My buddy Michael Rehman texted that he had a Barnacle Goose out at the same reservoir on January 16. This was a bird I had been looking for all winter, and was on the top of my wish list for the county. I was on my way to a funeral, so didn't have time to look very long that morning. On my way home from the funeral, I stopped by the reservoir again. No goose. Driving out of the park, I saw a flock of juncos fly up off the shoulder of the road, so I pulled over to check them out. As I watched the sparrows and juncos, a small bright brownish bird flew in to join them. The bird was very bright, almost cinnamon colored. In my binoculars I couldn't quite make out what it was. I got out my scope and was able to see it for just a couple seconds in the scope before a car came by and the bird flushed--not to reappear.

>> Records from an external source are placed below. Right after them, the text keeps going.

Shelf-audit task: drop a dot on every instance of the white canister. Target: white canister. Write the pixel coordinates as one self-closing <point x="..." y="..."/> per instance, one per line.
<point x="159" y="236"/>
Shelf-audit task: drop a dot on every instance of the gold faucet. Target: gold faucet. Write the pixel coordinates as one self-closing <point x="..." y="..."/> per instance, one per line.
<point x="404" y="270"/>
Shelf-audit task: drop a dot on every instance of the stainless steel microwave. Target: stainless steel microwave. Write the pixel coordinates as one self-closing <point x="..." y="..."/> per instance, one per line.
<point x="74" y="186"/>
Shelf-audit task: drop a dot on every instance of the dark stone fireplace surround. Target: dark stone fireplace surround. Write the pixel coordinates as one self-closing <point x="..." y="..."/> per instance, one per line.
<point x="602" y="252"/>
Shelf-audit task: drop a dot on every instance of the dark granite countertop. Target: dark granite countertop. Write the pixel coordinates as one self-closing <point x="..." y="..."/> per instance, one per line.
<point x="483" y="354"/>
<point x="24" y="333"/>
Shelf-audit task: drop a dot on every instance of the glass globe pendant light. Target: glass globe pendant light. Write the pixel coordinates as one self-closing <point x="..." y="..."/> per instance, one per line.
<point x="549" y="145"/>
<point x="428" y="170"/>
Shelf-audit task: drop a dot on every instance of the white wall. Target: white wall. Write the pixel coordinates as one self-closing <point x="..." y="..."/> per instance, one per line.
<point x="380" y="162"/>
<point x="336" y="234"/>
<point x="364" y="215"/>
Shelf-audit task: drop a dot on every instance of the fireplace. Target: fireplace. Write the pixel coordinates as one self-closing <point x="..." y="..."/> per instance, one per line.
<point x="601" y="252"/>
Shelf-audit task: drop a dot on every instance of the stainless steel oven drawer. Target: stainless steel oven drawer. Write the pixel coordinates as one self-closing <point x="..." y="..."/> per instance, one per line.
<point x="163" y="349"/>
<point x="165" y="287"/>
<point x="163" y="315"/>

With my scope, I could see that it was a bunting. I checked the wingbars, which seemed brownish, and due to the short view, I thought it was probably an Indigo Bunting. This would be a very good local winter record, so I told other birders about it. I looked for it a few times over the next week, but couldn't find it.
Then Frank Sencher Jr. finally relocated it and photographed it a week later. The photos showed the bird better than I had seen it, and seemed to show that it wasn't an Indigo Bunting, but a young Lazuli Bunting--another bird never confirmed from New Jersey! The next morning even better photos were obtained by others, then the bird spent the rest of the week hiding from eager birders.